Can children take antiviral drugs?
Yes. The two drugs recommended for use against influenza (including H1N1) this season can be used in children:

  • Oseltamivir (Tamiflu®) is approved by the Food and Drug Administration (FDA) for use in children 1 year of age or older.
  • Zanamivir (Relenza®) is approved for treatment in children 7 years and older, but is licensed only for use in people without underlying respiratory or heart disease, including people with asthma.

What are the side effects of antiviral drugs in children?
Reported side effects of oseltamivir are nausea and vomiting. Among children treated with oseltamivir in clinical studies, 14% had vomiting, compared with 8.5% of children getting a “placebo.” Nausea and vomiting might be less severe if oseltamivir is taken with food.

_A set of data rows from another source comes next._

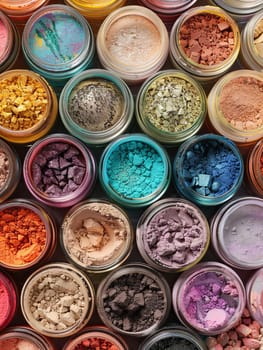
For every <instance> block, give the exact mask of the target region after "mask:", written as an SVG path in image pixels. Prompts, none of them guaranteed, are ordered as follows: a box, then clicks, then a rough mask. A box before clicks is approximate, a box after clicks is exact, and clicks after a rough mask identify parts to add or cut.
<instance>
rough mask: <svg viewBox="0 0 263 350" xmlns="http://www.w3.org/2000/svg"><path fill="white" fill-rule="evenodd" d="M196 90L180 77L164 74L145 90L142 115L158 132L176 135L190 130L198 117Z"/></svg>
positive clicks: (197, 108)
mask: <svg viewBox="0 0 263 350" xmlns="http://www.w3.org/2000/svg"><path fill="white" fill-rule="evenodd" d="M201 108H202V101H201V96H200V92H199V91H198V90H197V88H196V87H195V86H194V85H193V84H191V83H190V82H189V81H186V80H184V79H182V78H179V77H176V76H173V75H166V76H164V77H160V78H159V79H156V80H154V81H153V82H152V83H151V84H150V85H149V86H148V88H147V90H146V92H145V95H144V100H143V107H142V114H143V115H144V116H145V117H146V118H147V119H148V120H149V122H150V123H151V124H152V125H153V126H154V127H156V128H157V129H159V130H161V131H163V132H169V133H176V132H181V131H184V130H186V129H189V128H191V126H192V125H193V124H194V123H195V122H196V120H197V118H198V117H199V116H200V114H201Z"/></svg>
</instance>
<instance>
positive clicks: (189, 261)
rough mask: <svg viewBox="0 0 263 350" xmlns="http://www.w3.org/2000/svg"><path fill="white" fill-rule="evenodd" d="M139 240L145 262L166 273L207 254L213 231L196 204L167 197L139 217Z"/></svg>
mask: <svg viewBox="0 0 263 350" xmlns="http://www.w3.org/2000/svg"><path fill="white" fill-rule="evenodd" d="M136 242H137V247H138V249H139V252H140V254H141V256H142V257H143V259H144V260H145V262H146V263H147V264H149V265H150V266H151V267H153V268H155V269H157V270H159V271H163V272H171V273H175V272H182V271H183V270H187V269H189V268H190V267H192V266H193V265H195V264H196V263H198V262H199V261H200V260H201V259H202V258H203V256H204V255H205V253H206V251H207V249H208V246H209V242H210V230H209V225H208V222H207V220H206V217H205V215H204V214H203V213H202V212H201V210H200V209H199V208H198V207H197V206H195V205H194V204H193V203H191V202H189V201H187V200H184V199H181V198H165V199H162V200H159V201H157V202H155V203H154V204H152V205H151V206H150V207H148V208H147V209H146V210H145V211H144V213H143V214H142V215H141V217H140V218H139V221H138V223H137V228H136Z"/></svg>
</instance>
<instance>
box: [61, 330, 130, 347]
mask: <svg viewBox="0 0 263 350" xmlns="http://www.w3.org/2000/svg"><path fill="white" fill-rule="evenodd" d="M81 346H83V349H84V348H85V347H87V348H88V349H92V350H93V349H94V350H95V349H105V350H107V349H109V350H111V349H113V350H115V349H116V350H128V349H129V348H128V345H127V344H126V342H125V341H124V339H122V338H121V337H120V336H119V335H117V334H115V333H113V332H112V331H111V330H110V329H108V328H106V327H104V326H93V327H87V328H85V329H83V330H82V331H81V332H79V333H78V335H77V336H76V337H74V338H71V339H69V340H68V341H67V342H66V344H65V345H64V347H63V349H62V350H78V349H82V347H81Z"/></svg>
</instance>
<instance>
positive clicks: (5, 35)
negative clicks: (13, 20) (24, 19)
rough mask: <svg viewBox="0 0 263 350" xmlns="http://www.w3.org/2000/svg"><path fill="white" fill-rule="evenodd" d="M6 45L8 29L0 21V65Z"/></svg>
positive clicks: (1, 20) (7, 38) (4, 24)
mask: <svg viewBox="0 0 263 350" xmlns="http://www.w3.org/2000/svg"><path fill="white" fill-rule="evenodd" d="M7 43H8V29H7V27H6V25H5V24H4V22H3V21H2V20H1V19H0V63H1V60H2V58H3V55H4V53H5V51H6V46H7Z"/></svg>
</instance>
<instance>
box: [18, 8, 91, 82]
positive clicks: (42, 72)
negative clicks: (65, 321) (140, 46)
mask: <svg viewBox="0 0 263 350" xmlns="http://www.w3.org/2000/svg"><path fill="white" fill-rule="evenodd" d="M22 49H23V53H24V56H25V59H26V62H27V63H28V65H29V66H30V67H31V69H32V70H34V71H35V72H37V73H39V74H41V75H42V76H43V77H45V78H46V79H47V80H48V81H49V82H50V83H51V84H52V85H53V86H54V87H58V88H59V87H63V86H64V84H65V83H66V82H67V81H68V80H69V79H70V78H71V77H73V76H74V75H75V74H77V73H79V72H81V71H83V70H85V69H87V68H90V67H91V66H92V64H93V58H94V53H95V40H94V36H93V32H92V30H91V27H90V25H89V23H88V22H87V21H86V19H85V18H84V17H83V16H82V15H81V14H80V13H79V12H78V11H77V10H75V9H73V8H72V7H70V6H66V5H59V4H55V5H48V6H45V7H43V8H41V9H39V10H38V11H36V12H34V14H33V15H32V16H31V17H30V19H29V20H28V22H27V23H26V25H25V28H24V31H23V36H22Z"/></svg>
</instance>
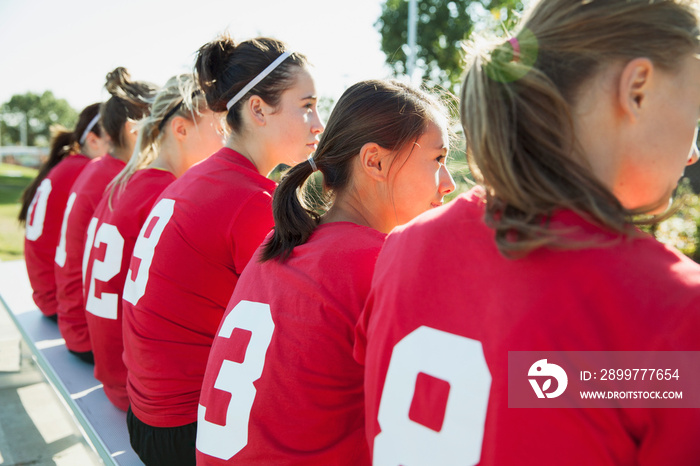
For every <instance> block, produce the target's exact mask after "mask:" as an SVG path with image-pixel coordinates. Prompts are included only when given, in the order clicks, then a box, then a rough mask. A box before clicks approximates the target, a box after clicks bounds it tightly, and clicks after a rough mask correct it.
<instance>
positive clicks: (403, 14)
mask: <svg viewBox="0 0 700 466" xmlns="http://www.w3.org/2000/svg"><path fill="white" fill-rule="evenodd" d="M417 2H418V4H417V6H418V24H417V34H416V36H417V37H416V45H417V54H416V55H417V60H416V65H417V68H418V69H419V70H420V71H421V72H422V78H423V80H425V81H426V82H427V83H428V85H430V86H441V87H443V88H445V89H447V90H449V91H451V92H453V93H457V92H458V90H459V82H460V79H461V77H462V72H463V70H464V66H463V52H462V47H461V43H462V41H464V40H465V39H467V38H468V37H469V35H470V34H471V33H472V31H473V30H474V27H475V26H476V25H482V26H484V27H491V26H493V24H490V23H494V22H495V23H496V24H499V23H503V24H506V25H507V24H509V23H511V22H512V20H513V16H514V12H517V11H520V10H522V1H521V0H417ZM375 27H376V28H377V29H378V30H379V32H380V33H381V35H382V44H381V46H382V51H383V52H384V53H385V54H386V61H387V63H388V64H389V66H391V67H392V68H393V71H394V74H395V75H401V74H405V73H406V55H407V54H406V52H408V46H407V45H406V43H407V39H408V0H386V2H385V3H384V5H383V6H382V14H381V16H380V17H379V19H378V20H377V22H376V23H375Z"/></svg>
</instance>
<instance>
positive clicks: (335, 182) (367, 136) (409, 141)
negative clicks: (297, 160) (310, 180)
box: [261, 80, 448, 261]
mask: <svg viewBox="0 0 700 466" xmlns="http://www.w3.org/2000/svg"><path fill="white" fill-rule="evenodd" d="M438 114H440V115H444V117H445V119H447V118H448V116H447V110H446V109H445V107H444V106H443V105H442V104H441V102H440V101H439V100H438V99H436V98H434V97H433V96H431V95H430V94H428V93H427V92H424V91H421V90H418V89H414V88H412V87H410V86H407V85H405V84H402V83H400V82H396V81H374V80H372V81H362V82H359V83H357V84H355V85H353V86H351V87H350V88H349V89H348V90H346V91H345V92H344V93H343V95H342V96H341V97H340V100H338V103H337V104H336V105H335V107H334V108H333V111H332V112H331V115H330V117H329V119H328V124H327V125H326V130H325V131H324V132H323V134H322V135H321V139H320V141H319V143H318V148H317V149H316V152H315V154H314V156H313V160H314V163H315V164H316V166H317V167H318V170H319V171H320V172H321V173H322V174H323V186H324V191H325V201H326V203H325V205H323V206H310V205H309V204H308V203H307V202H306V201H305V200H304V190H305V189H308V183H307V181H308V179H309V177H310V176H311V174H312V173H313V169H312V167H311V164H310V163H307V162H303V163H300V164H298V165H296V166H294V167H292V168H291V169H290V170H289V172H287V174H286V175H285V176H284V178H282V180H281V181H280V184H279V186H278V187H277V189H276V190H275V194H274V196H273V199H272V214H273V216H274V219H275V228H274V233H273V235H272V237H271V238H270V240H269V241H268V242H267V243H266V244H265V246H264V250H263V253H262V256H261V261H267V260H270V259H278V260H280V261H284V260H285V259H287V258H288V257H289V255H290V254H291V253H292V250H293V249H294V248H295V247H296V246H299V245H301V244H304V243H305V242H306V241H307V240H308V239H309V236H311V233H313V231H314V229H315V228H316V226H317V225H318V222H319V220H320V215H319V213H318V212H317V210H316V209H318V210H320V211H322V210H327V208H328V207H329V205H330V204H331V203H332V198H333V196H334V195H336V194H338V193H340V192H342V191H343V190H344V189H345V188H346V187H347V186H348V184H349V183H350V178H351V174H352V161H353V160H354V159H355V157H356V156H357V155H358V154H359V153H360V149H361V148H362V146H363V145H365V144H367V143H370V142H374V143H376V144H378V145H379V146H380V147H383V148H386V149H389V150H391V151H394V152H396V153H398V152H400V151H401V149H403V148H404V147H405V146H406V145H407V144H411V143H413V142H415V141H416V140H417V139H418V138H420V136H421V135H422V134H423V133H424V132H425V131H426V129H427V126H428V123H429V122H431V121H434V119H435V118H436V116H437V115H438Z"/></svg>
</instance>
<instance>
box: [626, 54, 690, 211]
mask: <svg viewBox="0 0 700 466" xmlns="http://www.w3.org/2000/svg"><path fill="white" fill-rule="evenodd" d="M654 77H655V80H654V81H653V82H654V85H655V87H656V90H657V92H652V93H648V94H647V96H646V97H645V98H646V99H647V105H648V106H649V110H648V114H649V115H650V117H648V118H646V120H645V121H644V123H642V124H641V125H640V126H641V128H640V131H639V132H638V137H637V138H636V141H634V142H633V148H632V150H631V151H630V154H629V156H628V157H627V159H626V161H625V162H624V165H623V169H624V172H623V173H622V176H621V177H620V180H619V181H618V183H617V186H615V187H614V189H613V191H614V192H615V194H616V195H617V196H618V199H620V201H621V202H622V203H623V205H624V206H625V207H627V208H628V209H634V208H638V207H643V206H649V205H655V204H656V205H659V206H660V207H659V208H658V209H657V210H656V212H657V213H658V212H660V211H663V210H665V209H666V208H667V207H668V201H669V200H670V198H671V195H672V193H673V191H674V190H675V188H676V186H677V184H678V180H679V179H680V178H681V176H682V175H683V170H684V169H685V167H686V165H690V164H692V163H695V162H696V161H697V159H698V149H697V147H696V140H697V136H698V118H700V60H699V59H698V58H697V57H696V56H694V55H693V56H689V57H688V58H686V59H685V60H684V61H682V62H681V66H680V67H679V69H678V70H676V71H670V72H667V71H663V70H661V69H659V68H658V67H656V68H655V70H654ZM642 105H643V103H642ZM620 193H622V195H620Z"/></svg>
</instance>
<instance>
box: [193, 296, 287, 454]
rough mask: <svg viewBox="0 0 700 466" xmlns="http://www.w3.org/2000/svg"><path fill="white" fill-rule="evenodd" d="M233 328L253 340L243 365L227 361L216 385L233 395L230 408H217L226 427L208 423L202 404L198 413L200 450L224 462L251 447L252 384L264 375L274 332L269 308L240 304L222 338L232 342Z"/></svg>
mask: <svg viewBox="0 0 700 466" xmlns="http://www.w3.org/2000/svg"><path fill="white" fill-rule="evenodd" d="M234 328H239V329H243V330H248V331H249V332H251V334H252V336H251V337H250V342H249V343H248V348H247V349H246V353H245V359H244V360H243V362H242V363H237V362H234V361H228V360H226V359H224V360H223V362H222V363H221V369H220V370H219V374H218V375H217V377H216V382H215V383H214V388H216V389H217V390H222V391H225V392H229V393H231V401H230V403H229V405H228V406H227V407H222V406H217V407H216V408H215V409H217V410H220V409H225V410H226V424H225V425H223V426H221V425H218V424H214V423H212V422H209V421H207V420H206V419H205V416H206V413H207V407H206V406H203V405H201V404H200V405H199V411H198V413H197V450H199V451H200V452H202V453H204V454H206V455H209V456H213V457H215V458H220V459H223V460H228V459H230V458H232V457H233V455H235V454H236V453H238V452H239V451H241V450H242V449H243V447H245V446H246V445H247V444H248V421H249V420H250V411H251V409H253V401H254V400H255V394H256V389H255V386H254V385H253V382H255V381H256V380H258V379H259V378H260V376H261V375H262V371H263V365H264V364H265V354H266V353H267V348H268V346H270V341H271V340H272V333H273V332H274V330H275V324H274V322H273V321H272V314H271V312H270V306H269V305H268V304H263V303H254V302H251V301H241V302H239V303H238V304H236V306H235V307H234V308H233V309H232V310H231V312H230V313H229V315H228V316H226V319H225V320H224V322H223V324H222V326H221V330H220V331H219V335H218V336H219V338H231V333H232V332H233V329H234Z"/></svg>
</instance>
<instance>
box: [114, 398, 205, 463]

Side effects from zanamivir have been reported in fewer than 5% of people participating in clinical trials and have been reported at the same rate in people receiving zanamivir as those being given a “placebo.” Reported side effects have included diarrhea, nausea, sinusitis, nasal signs and symptoms, bronchitis, cough, headache, dizziness, and ear, nose and throat infections. Also, zanamivir should not be used in people with underlying respiratory disease, including asthma.

What do other experts say about antiviral drugs and children?
The American Academy of Pediatrics (AAP) recommends antiviral drugs to treat influenza in children who are at higher risk of serious flu-related complications and who have moderate-to-severe influenza. These children in particular may benefit from a decrease in the duration of their symptoms.